Bugün 8 Kasım Atatürk'le ilgili Ümit Doğan’a ait bir x paylaşımında okuduğum hatıraya istinaden, yüreğimde oluşan duyguları paylaşmak istedim sizinle… Güzel anlar, güzel anılar biriktiemeniz dileğiyle.
Hayatın Gerçek Yükü: Ayrılık Acısı
İnsan hayatında bazı yükler vardır ki, ne kadar güçlü olursak olalım altından kalkmakta zorlanırız. Ölüm, aslında kendisiyle değil, geride bıraktıklarıyla ağırdır. Kaybettiğimiz her sevdiğimizin ardından kalbimizde oluşan o derin boşluk, hiç kapanmayacak bir yaradır. Anne, baba, evlat, eş ya da dost… Hayatımızın bir parçasını oluşturan o özel kişilerle bir daha aynı dünyada olamayacak olmanın yükü, ruhumuza bir taş gibi oturur.

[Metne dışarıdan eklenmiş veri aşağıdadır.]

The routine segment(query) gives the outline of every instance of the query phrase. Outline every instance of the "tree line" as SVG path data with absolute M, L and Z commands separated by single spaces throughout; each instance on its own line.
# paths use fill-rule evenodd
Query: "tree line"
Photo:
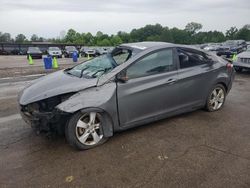
M 141 42 L 141 41 L 164 41 L 177 44 L 203 44 L 220 43 L 225 40 L 243 39 L 250 41 L 250 24 L 242 28 L 235 26 L 229 28 L 225 33 L 221 31 L 200 31 L 202 24 L 191 22 L 184 29 L 176 27 L 163 27 L 160 24 L 146 25 L 139 29 L 133 29 L 131 32 L 119 31 L 115 35 L 104 34 L 98 31 L 96 35 L 91 33 L 79 33 L 74 29 L 69 29 L 63 38 L 45 39 L 33 34 L 28 39 L 24 34 L 18 34 L 12 38 L 9 33 L 0 32 L 0 42 L 11 43 L 30 43 L 30 42 L 53 42 L 64 44 L 76 44 L 85 46 L 116 46 L 121 43 Z

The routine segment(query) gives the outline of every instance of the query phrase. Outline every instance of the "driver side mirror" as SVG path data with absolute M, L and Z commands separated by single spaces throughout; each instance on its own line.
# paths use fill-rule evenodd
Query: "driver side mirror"
M 116 75 L 116 80 L 122 83 L 125 83 L 128 81 L 128 77 L 126 74 L 126 71 L 121 71 Z

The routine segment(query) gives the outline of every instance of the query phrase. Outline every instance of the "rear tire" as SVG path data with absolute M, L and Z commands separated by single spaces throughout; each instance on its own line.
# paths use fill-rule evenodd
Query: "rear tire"
M 99 146 L 108 140 L 103 134 L 104 116 L 91 110 L 74 114 L 65 127 L 68 143 L 79 149 L 86 150 Z
M 215 85 L 207 97 L 206 110 L 209 112 L 220 110 L 223 107 L 225 100 L 225 87 L 221 84 Z
M 242 72 L 242 70 L 243 70 L 241 67 L 234 67 L 234 69 L 236 72 Z

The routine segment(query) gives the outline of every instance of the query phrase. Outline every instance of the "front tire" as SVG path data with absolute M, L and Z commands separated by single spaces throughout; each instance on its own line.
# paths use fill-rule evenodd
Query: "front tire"
M 86 150 L 108 140 L 103 134 L 104 116 L 97 111 L 78 112 L 65 128 L 68 143 L 79 150 Z
M 242 68 L 241 67 L 234 67 L 236 72 L 242 72 Z
M 217 84 L 209 93 L 206 109 L 209 112 L 220 110 L 226 100 L 226 89 L 223 85 Z

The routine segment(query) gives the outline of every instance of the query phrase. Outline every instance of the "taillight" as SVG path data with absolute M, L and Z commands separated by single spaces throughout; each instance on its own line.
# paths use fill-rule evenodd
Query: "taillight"
M 232 64 L 232 63 L 228 63 L 228 64 L 227 64 L 227 69 L 228 69 L 228 70 L 232 70 L 232 68 L 233 68 L 233 64 Z

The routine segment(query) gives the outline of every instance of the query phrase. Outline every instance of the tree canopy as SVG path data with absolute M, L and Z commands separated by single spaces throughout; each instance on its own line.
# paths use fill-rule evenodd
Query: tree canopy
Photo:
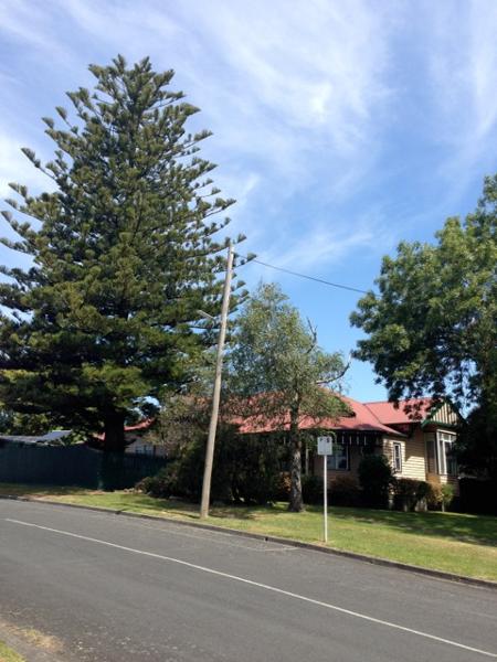
M 302 511 L 303 416 L 316 427 L 322 419 L 347 414 L 343 402 L 326 385 L 337 383 L 346 367 L 339 353 L 317 343 L 316 330 L 276 285 L 261 285 L 236 319 L 229 356 L 229 397 L 255 426 L 271 421 L 285 430 L 290 447 L 289 510 Z
M 234 201 L 197 153 L 210 134 L 187 131 L 198 108 L 172 71 L 121 56 L 89 71 L 95 87 L 67 93 L 74 119 L 43 118 L 53 160 L 23 149 L 54 190 L 10 184 L 2 212 L 18 235 L 2 243 L 31 266 L 1 267 L 0 397 L 121 449 L 126 416 L 180 388 L 213 341 L 198 311 L 219 309 L 229 218 L 211 216 Z
M 384 257 L 351 321 L 392 401 L 431 393 L 474 405 L 497 437 L 497 175 L 474 213 L 448 218 L 436 243 L 402 243 Z M 482 420 L 482 416 L 479 417 Z

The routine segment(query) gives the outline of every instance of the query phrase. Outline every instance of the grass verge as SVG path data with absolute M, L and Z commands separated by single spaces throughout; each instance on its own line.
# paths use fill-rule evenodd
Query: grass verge
M 199 520 L 194 504 L 136 492 L 0 483 L 0 493 L 183 521 Z M 305 513 L 297 514 L 287 512 L 284 503 L 273 506 L 214 505 L 210 523 L 309 543 L 319 544 L 322 540 L 322 509 L 318 506 L 308 506 Z M 331 506 L 328 531 L 328 546 L 337 549 L 497 581 L 497 517 Z
M 25 662 L 24 658 L 0 641 L 0 662 Z

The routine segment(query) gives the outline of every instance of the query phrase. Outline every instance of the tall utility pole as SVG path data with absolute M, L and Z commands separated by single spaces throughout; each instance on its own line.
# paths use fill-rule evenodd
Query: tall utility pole
M 230 309 L 232 273 L 233 273 L 233 246 L 230 241 L 230 243 L 228 245 L 228 265 L 226 265 L 226 277 L 224 279 L 223 306 L 221 309 L 221 328 L 219 330 L 218 354 L 215 357 L 215 377 L 214 377 L 214 389 L 212 393 L 211 421 L 209 424 L 209 437 L 208 437 L 208 444 L 207 444 L 207 449 L 205 449 L 205 466 L 203 469 L 202 501 L 200 503 L 200 517 L 202 520 L 204 520 L 205 517 L 209 516 L 209 501 L 211 498 L 212 462 L 214 459 L 215 430 L 218 429 L 219 401 L 220 401 L 220 396 L 221 396 L 221 373 L 223 370 L 223 350 L 224 350 L 224 339 L 226 337 L 228 311 Z

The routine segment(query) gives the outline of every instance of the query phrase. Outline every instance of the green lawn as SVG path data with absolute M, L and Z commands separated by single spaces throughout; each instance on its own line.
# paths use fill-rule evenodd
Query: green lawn
M 0 483 L 0 493 L 50 498 L 186 521 L 199 519 L 195 505 L 135 492 Z M 288 513 L 283 503 L 269 508 L 214 506 L 210 523 L 311 543 L 322 540 L 322 510 L 318 506 L 308 506 L 299 514 Z M 328 532 L 330 547 L 497 580 L 497 517 L 331 506 Z
M 25 662 L 25 660 L 3 643 L 3 641 L 0 641 L 0 662 Z

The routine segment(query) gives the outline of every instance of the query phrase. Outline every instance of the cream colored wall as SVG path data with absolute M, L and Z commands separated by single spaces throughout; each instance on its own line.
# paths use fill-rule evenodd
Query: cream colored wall
M 395 473 L 399 478 L 413 478 L 426 480 L 426 460 L 424 452 L 424 437 L 421 428 L 416 428 L 412 437 L 399 439 L 385 437 L 383 439 L 384 455 L 390 459 L 393 468 L 393 444 L 398 442 L 402 449 L 402 472 Z
M 362 459 L 361 455 L 361 446 L 350 446 L 349 447 L 349 470 L 348 471 L 332 471 L 328 469 L 328 484 L 330 484 L 337 476 L 350 476 L 358 480 L 358 467 L 359 462 Z M 314 474 L 322 477 L 322 456 L 316 455 L 314 457 Z

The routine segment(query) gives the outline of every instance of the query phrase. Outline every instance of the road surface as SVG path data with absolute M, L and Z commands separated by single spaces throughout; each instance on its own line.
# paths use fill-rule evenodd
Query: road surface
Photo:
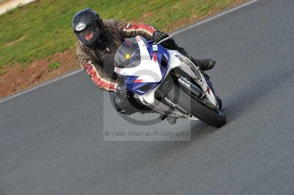
M 1 102 L 0 195 L 294 194 L 293 13 L 260 0 L 174 35 L 217 60 L 227 120 L 156 125 L 190 141 L 103 141 L 132 125 L 84 72 Z

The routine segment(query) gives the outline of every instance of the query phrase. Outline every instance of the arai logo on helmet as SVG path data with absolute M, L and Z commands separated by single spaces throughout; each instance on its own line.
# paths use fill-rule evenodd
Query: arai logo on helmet
M 75 30 L 77 31 L 80 31 L 86 28 L 86 24 L 83 23 L 79 23 L 76 26 L 75 26 Z

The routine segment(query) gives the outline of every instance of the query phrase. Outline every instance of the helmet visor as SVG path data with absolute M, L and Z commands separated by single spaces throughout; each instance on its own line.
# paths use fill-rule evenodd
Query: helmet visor
M 100 35 L 101 31 L 98 28 L 93 28 L 78 33 L 77 36 L 82 43 L 87 45 L 93 43 Z

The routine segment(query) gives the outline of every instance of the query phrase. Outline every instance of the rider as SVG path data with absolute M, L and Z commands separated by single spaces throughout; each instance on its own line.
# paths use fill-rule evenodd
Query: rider
M 117 79 L 114 72 L 114 54 L 125 38 L 140 35 L 148 40 L 158 42 L 169 35 L 146 23 L 127 23 L 113 19 L 102 21 L 100 16 L 90 8 L 82 10 L 74 15 L 72 27 L 79 41 L 76 54 L 82 68 L 99 88 L 115 92 L 111 95 L 117 111 L 128 115 L 136 112 L 152 111 L 149 108 L 134 101 L 134 98 L 127 96 L 125 85 Z M 215 64 L 215 61 L 211 58 L 198 60 L 192 58 L 183 48 L 177 45 L 172 38 L 161 44 L 168 49 L 179 51 L 203 71 L 212 68 Z M 167 120 L 173 124 L 176 118 L 168 116 Z

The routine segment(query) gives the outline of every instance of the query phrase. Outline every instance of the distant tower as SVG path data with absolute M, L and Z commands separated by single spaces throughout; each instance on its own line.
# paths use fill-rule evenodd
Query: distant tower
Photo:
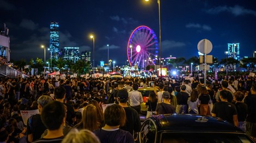
M 50 26 L 50 57 L 58 60 L 59 55 L 59 23 L 51 22 Z
M 240 43 L 228 43 L 228 57 L 240 60 Z
M 91 61 L 90 59 L 90 55 L 91 55 L 91 52 L 90 51 L 84 51 L 81 52 L 81 58 L 83 61 Z
M 64 47 L 63 59 L 76 62 L 80 59 L 79 47 Z

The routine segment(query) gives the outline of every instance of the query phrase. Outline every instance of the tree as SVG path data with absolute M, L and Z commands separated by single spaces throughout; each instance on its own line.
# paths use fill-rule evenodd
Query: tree
M 180 66 L 183 67 L 185 65 L 186 59 L 184 57 L 178 57 L 177 58 L 169 59 L 167 62 L 168 63 L 172 65 L 173 68 L 179 67 Z
M 239 66 L 242 68 L 254 71 L 256 68 L 256 58 L 253 57 L 245 58 L 240 61 Z
M 72 65 L 70 70 L 73 73 L 76 73 L 78 75 L 81 75 L 85 73 L 86 67 L 88 66 L 88 64 L 87 62 L 80 60 Z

Bu acı, onların yokluğunda değil, anılarında ve artık ulaşamayacak olduğumuz anlarda yoğunlaşır. Özlemi, sevgiyi, hatıraları bir arada taşırız; ama en çok da bir daha birlikte geçireceğimiz anların olmamasının hüznü derindir.
Belki de bu yüzden, birlikte olduğumuz anları değerli kılmak en önemli insanlık dersidir. Onlarla geçirdiğimiz vakti boşuna harcamamak, söylenecek sözlerimizi saklamadan, sevgimizi ifade etmek… Çünkü belki de son yolculuğa çıkan bir gün biz olacağız. Yaşarken birbirimize yeterince sevgiyle, saygıyla yaklaşıp, kırmadan, dökmeden, birlikte anılar biriktirerek hayatı anlamlı kılmak bizim elimizde.
Unutmayın ki hayat, uzun bir yol değil; her ne kadar kalıcı gibi görünse de gelip geçici. Asıl zenginlik, yaşadığımız anlarda gizli. Şu anda var olan güzelliklerin kıymetini bilin. Her güzel an, bir sonraki yolculuk için bir hatıra, bir armağandır.
Hepinize sevgi ve içtenlikle selamlarımı iletiyorum.